Bug #24860 | Incorrect SLAVE_TRANSACTION_RETRIES code can result in slave stuck | ||
---|---|---|---|
Submitted: | 6 Dec 2006 18:17 | Modified: | 28 Nov 2007 19:03 |
Reporter: | Rafal Somla | Email Updates: | |
Status: | Closed | Impact on me: | |
Category: | MySQL Server: Replication | Severity: | S3 (Non-critical) |
Version: | 5.1.12 | OS: | Any |
Assigned to: | Mats Kindahl | CPU Architecture: | Any |
[6 Dec 2006 18:17]
Rafal Somla
[8 Dec 2006 10:33]
Guilhem Bichot
Rafal, "Due to incorrect implementation of SLAVE_TRANSACTION_RETRIES" Hey, it was implemented (guess by who) before row-based, no wonder it may break with row-based: row-based introduced a new type of groups (table maps + rows). You're right about groups, in fact the existing code below is an attempt to solve this problem when the group is a SBR transaction: we reset the counter only when we are not in a transaction; so if BEGIN; INSERT; # fails with transient error we will resume to BEGIN, execute BEGIN ok, but not reset the counter.
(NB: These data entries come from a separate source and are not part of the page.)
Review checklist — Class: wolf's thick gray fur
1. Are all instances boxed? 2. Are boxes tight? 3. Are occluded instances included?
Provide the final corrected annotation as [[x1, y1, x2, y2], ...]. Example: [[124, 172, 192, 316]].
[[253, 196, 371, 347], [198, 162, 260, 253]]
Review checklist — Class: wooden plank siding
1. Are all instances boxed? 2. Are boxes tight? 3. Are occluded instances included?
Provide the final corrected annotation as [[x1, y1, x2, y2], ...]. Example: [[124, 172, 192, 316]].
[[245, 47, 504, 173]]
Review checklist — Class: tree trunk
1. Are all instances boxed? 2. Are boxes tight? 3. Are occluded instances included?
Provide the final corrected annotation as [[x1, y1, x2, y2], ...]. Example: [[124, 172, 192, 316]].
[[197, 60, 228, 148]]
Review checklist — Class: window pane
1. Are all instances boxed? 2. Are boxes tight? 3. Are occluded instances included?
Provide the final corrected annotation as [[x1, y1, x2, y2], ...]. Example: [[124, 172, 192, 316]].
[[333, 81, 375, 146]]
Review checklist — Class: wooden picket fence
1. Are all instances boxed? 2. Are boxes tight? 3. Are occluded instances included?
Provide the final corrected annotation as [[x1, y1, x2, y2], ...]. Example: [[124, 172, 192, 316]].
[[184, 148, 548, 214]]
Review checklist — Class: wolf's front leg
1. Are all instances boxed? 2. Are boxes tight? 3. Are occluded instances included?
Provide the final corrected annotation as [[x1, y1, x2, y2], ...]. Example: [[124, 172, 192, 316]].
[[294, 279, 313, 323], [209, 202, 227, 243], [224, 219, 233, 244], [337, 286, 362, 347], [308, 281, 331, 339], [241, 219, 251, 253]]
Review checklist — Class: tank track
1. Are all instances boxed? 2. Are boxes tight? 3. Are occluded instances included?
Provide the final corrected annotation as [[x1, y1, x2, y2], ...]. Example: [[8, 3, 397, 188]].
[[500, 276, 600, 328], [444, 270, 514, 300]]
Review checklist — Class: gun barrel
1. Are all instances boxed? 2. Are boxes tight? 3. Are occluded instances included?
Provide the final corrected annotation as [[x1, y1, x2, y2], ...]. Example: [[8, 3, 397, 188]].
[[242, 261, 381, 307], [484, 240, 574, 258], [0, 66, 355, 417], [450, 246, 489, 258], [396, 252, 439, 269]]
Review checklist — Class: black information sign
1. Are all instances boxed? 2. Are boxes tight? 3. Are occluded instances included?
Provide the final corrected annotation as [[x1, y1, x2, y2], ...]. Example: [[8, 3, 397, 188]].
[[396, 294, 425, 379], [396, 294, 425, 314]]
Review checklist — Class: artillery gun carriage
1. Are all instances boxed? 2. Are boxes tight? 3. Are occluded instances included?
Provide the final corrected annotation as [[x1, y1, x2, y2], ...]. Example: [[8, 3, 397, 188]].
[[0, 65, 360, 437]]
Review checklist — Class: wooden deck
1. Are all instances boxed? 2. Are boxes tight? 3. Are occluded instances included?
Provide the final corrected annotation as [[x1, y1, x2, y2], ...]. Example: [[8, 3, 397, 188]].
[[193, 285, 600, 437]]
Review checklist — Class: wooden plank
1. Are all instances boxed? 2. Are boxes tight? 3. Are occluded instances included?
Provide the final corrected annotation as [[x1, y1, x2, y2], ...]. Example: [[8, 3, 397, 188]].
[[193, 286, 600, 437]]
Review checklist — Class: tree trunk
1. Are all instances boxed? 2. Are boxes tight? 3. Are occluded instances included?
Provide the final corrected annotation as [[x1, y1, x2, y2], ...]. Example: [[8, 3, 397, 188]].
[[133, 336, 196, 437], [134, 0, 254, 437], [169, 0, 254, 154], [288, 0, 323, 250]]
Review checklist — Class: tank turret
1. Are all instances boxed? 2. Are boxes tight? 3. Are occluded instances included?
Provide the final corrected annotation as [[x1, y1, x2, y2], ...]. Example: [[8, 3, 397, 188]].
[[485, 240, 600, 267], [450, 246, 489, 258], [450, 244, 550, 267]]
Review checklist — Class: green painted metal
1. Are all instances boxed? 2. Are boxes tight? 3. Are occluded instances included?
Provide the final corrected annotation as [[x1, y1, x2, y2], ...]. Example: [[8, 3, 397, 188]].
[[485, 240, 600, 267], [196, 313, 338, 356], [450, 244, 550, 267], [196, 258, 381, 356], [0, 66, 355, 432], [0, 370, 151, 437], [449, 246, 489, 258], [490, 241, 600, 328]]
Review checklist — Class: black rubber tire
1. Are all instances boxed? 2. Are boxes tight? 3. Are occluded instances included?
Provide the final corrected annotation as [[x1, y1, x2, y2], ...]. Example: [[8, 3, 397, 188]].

Only when we reach the COMMIT will be reset the counter. Which is correct. else if (!((thd->options & OPTION_BEGIN) && opt_using_transactions)) { /* Only reset the retry counter if the event succeeded or failed with a non-transient error. On a successful event, the execution will proceed as usual; in the case of a non-transient error, the slave will stop with an error. */ rli->trans_retries= 0; // restart from fresh }
[8 Dec 2006 17:13]
Guilhem Bichot
I *think* that if we change the condition in the "else" in my post below to: "else if (rli->group_relay_log_pos == rli->event_relay_log_pos)", it would work. It would indeed do the resetting only if our just successfully processed event ended a group. If in a transaction, all events except COMMIT, don't end a group. If in autocommit mode, Intvar, Rand, Table_maps, don't end a group.
[20 Oct 2007 18:16]
Bugs System
A patch for this bug has been committed. After review, it may be pushed to the relevant source trees for release in the next version. You can access the patch from: http://lists.mysql.com/commits/35989 ChangeSet@1.2579, 2007-10-20 20:16:12+02:00, mats@kindahl-laptop.dnsalias.net +4 -0 BUG#24860 (Incorrect SLAVE_TRANSACTION_RETRIES code can result in slave stuck): If a temporary error occured inside a group on an event that was not the first event of the group, the slave could get stuck because the retry counter is reset whenever an event was executed successfully. This patch only reset the retry counter when an entire group has been successfully executed, or failed with a non-transient error.
[27 Nov 2007 10:51]
Bugs System
Pushed into 5.1.23-rc
[27 Nov 2007 10:53]
Bugs System
Pushed into 6.0.4-alpha
[28 Nov 2007 19:03]
Jon Stephens
Thank you for your bug report. This issue has been committed to our source repository of that product and will be incorporated into the next release. If necessary, you can access the source repository and build the latest available version, including the bug fix. More information about accessing the source trees is available at http://dev.mysql.com/doc/en/installing-source.html Documented bugfix in 5.1.23 and 6.0.4 changelogs as: If a temporary error occured inside an event group on an event that was not the first event of the group, the slave could get caught in an endless loop because the retry counter was reset whenever an event was executed successfully.